I have a comma delimited text file that documents web page activity with rows that contain a timestamp and data regarding the action taken, user id...
Fields are timestamp (when the action occurred), application (application requested), user id, op type (command/show/null), instruction (command being executed or page requested)
So file looks like:
There are 200 million rows of data in the file, this is from one year.
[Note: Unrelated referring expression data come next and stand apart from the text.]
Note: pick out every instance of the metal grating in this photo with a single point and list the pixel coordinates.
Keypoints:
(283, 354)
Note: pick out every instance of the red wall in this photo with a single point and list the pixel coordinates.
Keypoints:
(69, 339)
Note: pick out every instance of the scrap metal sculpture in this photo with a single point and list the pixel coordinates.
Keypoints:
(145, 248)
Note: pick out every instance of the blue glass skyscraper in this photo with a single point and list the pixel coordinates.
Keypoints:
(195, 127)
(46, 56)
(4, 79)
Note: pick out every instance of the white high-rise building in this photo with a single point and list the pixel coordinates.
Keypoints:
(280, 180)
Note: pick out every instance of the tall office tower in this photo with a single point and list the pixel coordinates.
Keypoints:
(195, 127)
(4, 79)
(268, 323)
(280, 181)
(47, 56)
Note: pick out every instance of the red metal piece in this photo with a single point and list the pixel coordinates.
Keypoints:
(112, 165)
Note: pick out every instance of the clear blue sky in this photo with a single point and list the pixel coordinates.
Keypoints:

This is going to be ongoing, so next year, the data will be 400 million rows total, and so on.
I need a way (that scales) to store all this data so I can efficiently request large and small scale inquiries, such as the following:
What's the average amount of time a user takes to complete application xyz.
is there a normal path a user takes to view page xyz.
what do users typically do after performing instruction xyz.
on average, for all users that have submitted instruction xyz, what set of instructions did they execute before, and in what order.
display the data chronologically
from an application standpoint, i'm thinking i'll have a window that gives users options pertaining to the item selected, (timestamp - avg, accumulative, difference; optype (c/s/none) by using a datareader (forward only/read only (firehose cursor)).
I'm really open to any ideas here.
Thanks in advanced.